|Written by Darren Gross|
|Thursday, 16 October 2008|
Arriving after a string of similarly styled Will Ferrell sports comedies, (“Talladega Night” and “Blades of Glory”) “Semi-Pro” seems to have had no staying power in the pop culture radar, and did fairly lackluster box office. Three extremely similar films being released in rapid succession clearly didn’t make each film seem distinct enough to interest prospective audiences. While “Semi-Pro” stays very close to the sports comedy/underdog template of Ferrell’s other vehicles, it’s given additional targets, beyond sports, for cultural satire by placing the story in the 70s. Surely 70s hair, clothes, and attitudes are frequently, and easily riffed, but the era also makes Jackie’s wild character traits easier to swallow. Will Ferrell’s career and best films have tapped into his uncanny ability to do and say things that are wildly ridiculous, and crude, while remaining completely stone-faced and deliriously unaware. His mastery of egomaniacally dead-serious and absolutely self un-aware characters is Ferrell’s particular niche and the characterization of Jackie Moon fits the bill perfectly.
The supporting cast is particularly game. Woody Harrelson and Andre Benjamin are fine straight men for the gags around them and Andrew Daly as Dick Pepperfield flawlessly embodies stiff 70s sports commentators and he remains completely unflappable in the company of his cruder, decorum-challenged co-host, Lou Redwood (Will Arnett). More of his performance is featured in the deleted/alternate scenes, and they only serve to increase one’s appreciation for his performance. Jackie Earle Haley has a small but fun recurring role as a doped out, rarely conscious hippie, who endlessly pursues Jackie in order to claim his free-throw prize winnings. Among the comedic highlights are the bear wrestling scene, a goofy attempt by Jackie to make his team intimidate their opponents by having them wear mascara and Woody Harrelson’s first team training session.
The soundtrack features a bold, terrific, funk-inspired score by Theodore Shapiro and it’s backed up by a selection of funk classics from the period. Jackie’s legendary hit song, “Love Me Sexy,” perfectly captures the flavor of the era’s songs and was written by Nile Rodgers with Will Ferrell, based on Scot Armstrong’s script.
The film is presented in both an “R” rated and an unrated version, via seamless branching. While the difference is between 92 and 99-minute versions, there’s nothing outrageous or explicit in the unrated edition. It seems as if only a few inexplicit additional scenes have been added and it’s doubtful that there’s anything in this cut that’s harder than an “R.”
The Blu-ray presents the film in frequently stunning 1080p. The color palette is garish and vividly colored and it accurately captures the rich multitude of hues on displays with extreme precision and crispness.
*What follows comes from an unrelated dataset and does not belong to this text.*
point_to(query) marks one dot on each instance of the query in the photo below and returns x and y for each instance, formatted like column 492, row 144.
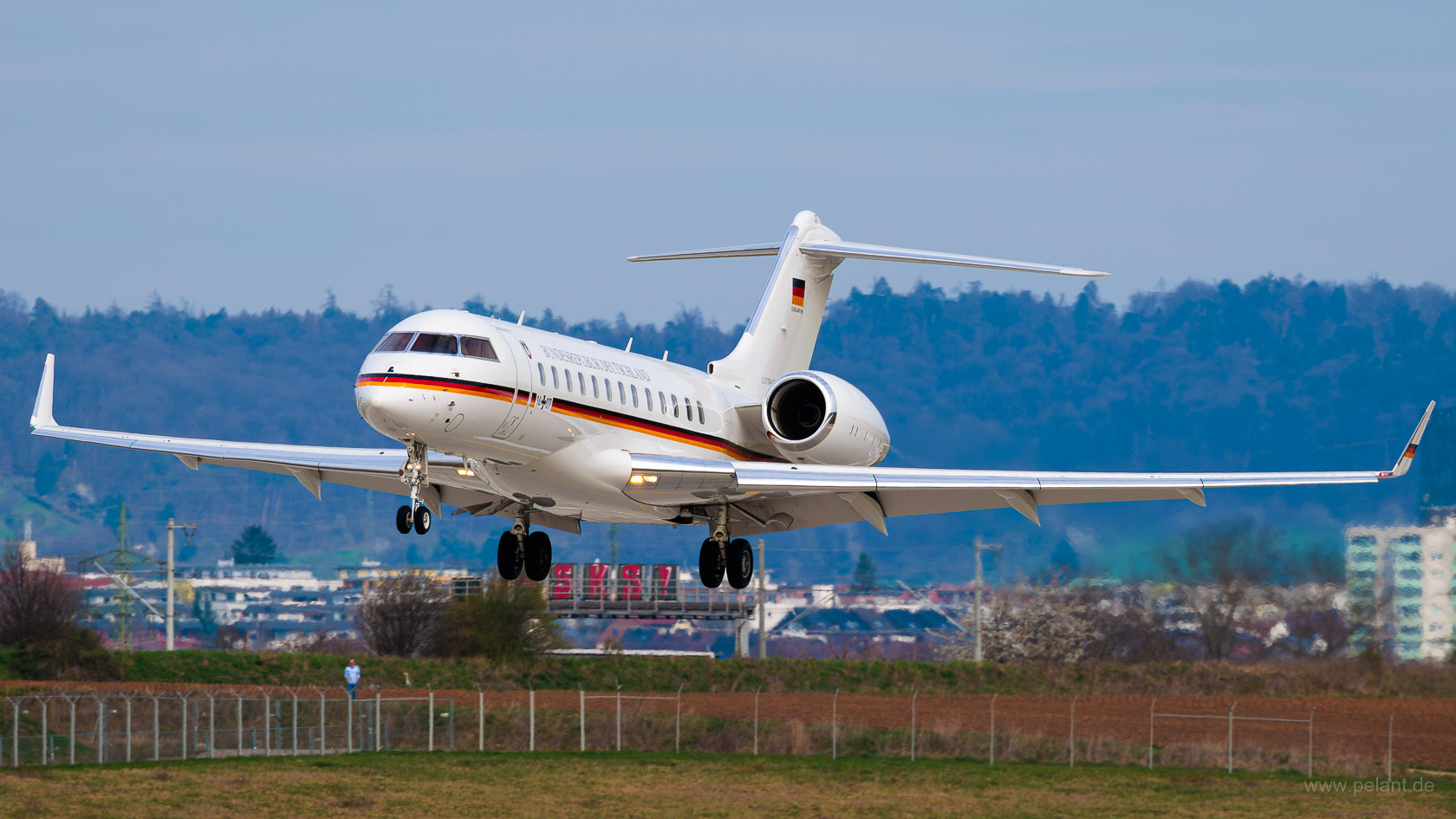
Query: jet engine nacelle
column 822, row 419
The imagery is predominantly sharp, and often displays fine detail, but there are several instances where the image seems unstable, particularly during basketball games where there are quick courtside panning shots, and there are brief instances of aliasing, such as on Ferrell’s hideous suit while he’s in the dumpster.
The DTS-HD MA track is in 7.1, and sounds terrific, even when monitored via core-only in 5.1. It’s a rich, clean, and well-balanced replication of a bold, extremely vibrant mix that makes excellent use of the surround channels, has tremendously satisfying, and involving presence, and features intense usage of the LFE channel as well.
Given the loose and improvisatory nature of the dialogue, the improvisations and deleted/alternate scenes are definitely worth a look. All are fully finished and are presented in 1080p and DTS-HD MA 7.1; they look and sound great. Nearly all of the bonus materials are in 1080i/p, though the featurettes occasionally incorporate some standard definition behind-the-scenes footage or interview snippets. “A Brief History of the ABA,” and “Recreating the ABA” are fascinating looks at the ABA era, and include vintage clips and feature comments with some original ABA players, who have cameo appearances in the film. The featurettes are all solid, and are given a tremendous lift by their HD presentation, which increases one’s involvement with the material. One finishes viewing them with an appreciation of this halcyon period in professional basketball. The exclusive “Super Agility Trainer” game is (appropriately enough, given the film’s era) an Atari-level game, similar to “Pong,” but it would not play on the Samsung BD-P1000.